The second trait which so endeared my master to me, as it were, was his choice of women. I refer not, of course, to the long line of prostitutes and desperately widowed wives we encountered in
our travels throughout Italy, the Rhineland or France. Some of these Himmel paid well as he invited them to bed, and some he spontaneously mounted in empty castle keeps and haylofts. These he regarded as the spoils of war and nothing more.
The true measure of his good taste was revealed in the selection of Gabrielle. We had settled temporarily near Le Pontet, a village beside the fabled French town of Avignon, for a spate of rest and recreation. Much of the small ville had suffered from errant Allied bombs, and a large German field hospital had been erected in the meadows as a sort of waypoint and triage center for the wounded from all fronts. The slim bridges of the Rhone were constantly awash in horse-drawn wagons, with the local French girls essentially enslaved as nurses to transport and tend the injured. It was there, above the bloody river waters that would someday be bottled and sold by the shipload to American supermarkets, that Himmel spotted her.
She was virtually a child, barely eighteen years of age, the daughter of Le Pontet’s mayor, who had been executed by the Gestapo. Despite the soiled appearance of all the other females employed by our army, Gabrielle’s skin was pure and translucent, her fingernails unbroken, the flaxen blond hair that framed her diamond blue eyes falling straight and true to her slim waist. As she sat upon the bench of a caisson that contained the writhing forms of three wounded panzer crew, her chin erect and her hands lightly snapping the reins of her horses, it was clear that she had inherited a strand of royal French genes. Himmel ordered the driver of his Kübelwagen to halt, and he immediately fell in love. He was done with whoring.

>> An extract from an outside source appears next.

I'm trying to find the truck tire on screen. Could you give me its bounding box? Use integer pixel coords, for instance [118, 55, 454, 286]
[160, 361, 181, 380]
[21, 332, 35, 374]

The rest of how I came to know her, I shall leave for later telling.
And finally, the Colonel’s third trait which I came to temporarily admire was his greed. Perhaps that is unfair, and a more generous description of his calculations might be called practicality. After all, his strategic assessments of any given situation were almost always correct, and his analysis of the war’s progress, despite his own personal victories, was untempered by emotion. By the time I joined him, Himmel knew that Germany was going to lose this war. He also knew that the Allies were about to mount a massive invasion of the continent, the furious tide of which would not be repulsed. Despite the erroneous hunches of Hitler and the endless arguments of the High Command, Himmel would regularly spread a map of Europe across any makeshift dining table or vehicle boot, jab a finger at the coast of Normandy and state, “Here. It will come here.”